Washington State House Democrats


LEGISLATIVE NEWS: Public hearing set for bipartisan legislation that offers solution to salmon recovery and riparian areas

Bipartisan legislation in the state House of Representatives to improve salmon recovery and riparian habitat is scheduled for a public hearing on Tuesday, Feb. 7 at 10:30 a.m. in the House Agriculture and Natural Resources Committee.

House Bill 1720 would protect and restore riparian areas by establishing a voluntary, regionally focused riparian grant program designed to improve the ecological functions of critical riparian management zones.

Reps. Mike Chapman, Tom Dent, Debra Lekanoff, and Joel Kretz signed on as the initial sponsors of the bill.

“Salmon restoration is too important for our state to delay action any longer. We need a true solution and I think this measure can get us there. The keyword here is voluntary. I want to make sure that this is crystal clear, because the whole point is for folks to see the value of the program and want to participate,” said the bill’s prime sponsor, Rep. Mike Chapman, D-Port Angeles, Chair of the Agriculture and Natural Resources Committee. “I also want to acknowledge that this legislation would not have been possible without the collaboration and negotiations with my colleagues on the other side of the aisle. This really is an example of a solid bipartisan bill, and I am glad it came to fruition.”

The Washington State Conservation Commission (SCC) would develop and implement the riparian grant program to fund protection and restoration of the critical riparian management zones. The commission is responsible for developing the criteria for the grant program.

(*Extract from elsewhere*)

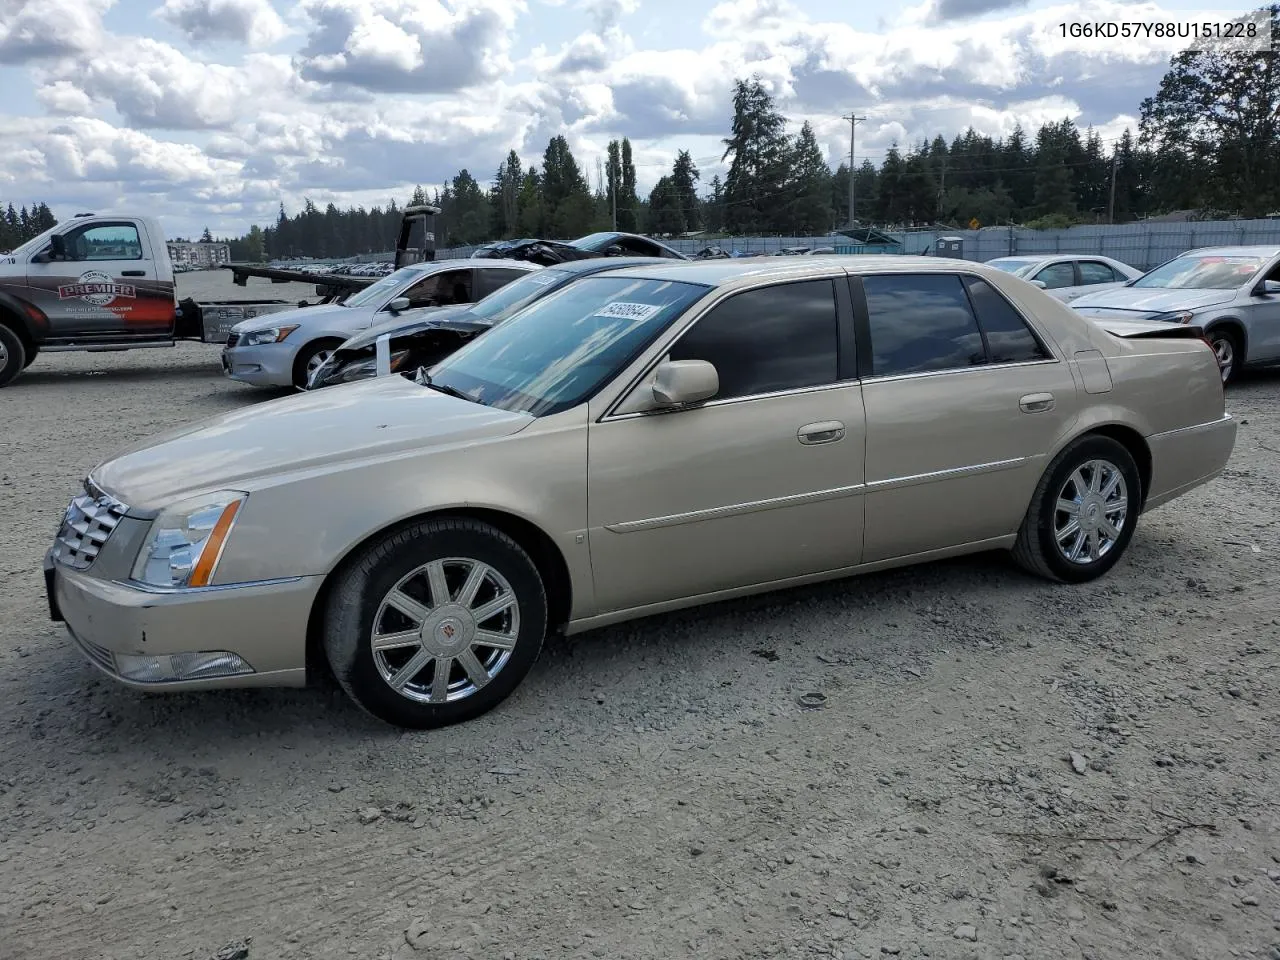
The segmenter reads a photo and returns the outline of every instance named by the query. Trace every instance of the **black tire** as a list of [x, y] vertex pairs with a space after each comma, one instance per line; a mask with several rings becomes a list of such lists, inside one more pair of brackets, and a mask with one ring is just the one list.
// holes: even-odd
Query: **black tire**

“This bill is the result of many hours of meetings and collaboration by lawmakers, tribal members, farmers, fishermen, landowners, and others to find an effective way to restore critical salmon habitat without imposing restrictive or mandatory laws and regulations,” said Dent, R-Moses Lake and lead Republican on the AGNR Committee. “The strong bipartisan work on the bill gives us an opportunity to improve riparian habitat, increase salmon stocks and protect valuable farmland. We still have a lot of work to do to get this to the governor’s desk, but the bipartisan work on this potentially historic legislation up to this point is very encouraging.”

The grant program is also intended to complement the standard of no net loss of riparian habitat established in the voluntary stewardship program within the Growth Management Act. This means projects must at least maintain existing riparian habitat, if not improve and expand the habitat through voluntary work with landowners.

Rep. Joel Kretz, R-Wauconda said input from the tribes was vital to finding a workable solution.

“Farmers, ranchers, and landowners can be assured that this program is voluntary and lacks the punitive regulatory approach that has been threatened in previous attempts at riparian management,” said Kretz. “By bringing so many people to the table and working across the aisle in a collaborative process, I believe we’ve arrived at a proposal that will work. It will work for landowners who want to participate. And it will work for habitat restoration and preservation.”

Also under HB 1720, a salmon riparian habitat policy task force is established in the governor’s salmon recovery office to monitor and review the implementation and successes of the grant program. The task force members are appointed by the executive director of the Governor’s Salmon Recovery Office and includes:

  • four representatives from federally recognized tribes in Washington, two from east of the crest of the Cascade mountains and two from west of the Cascade mountains;
  • four representatives from agricultural and livestock producers;
  • one representative from a regional salmon recovery organization;
  • one representative from a forestry and agriculture organization, as recommended by a recognized statewide agriculture or forestry organization; and
  • one representative from a nonprofit environmental organization that owns or manages undeveloped land in Washington, as recommended by a recognized statewide environmental organization.

The Department of Fish and Wildlife, Department of Agriculture, Department of Natural Resources and the State Conservation Commission shall have a representative serve in a technical advisory role to the task force.

Since the four legislators introduced the bill an additional 21 co-sponsors have signed on to the legislation in the House.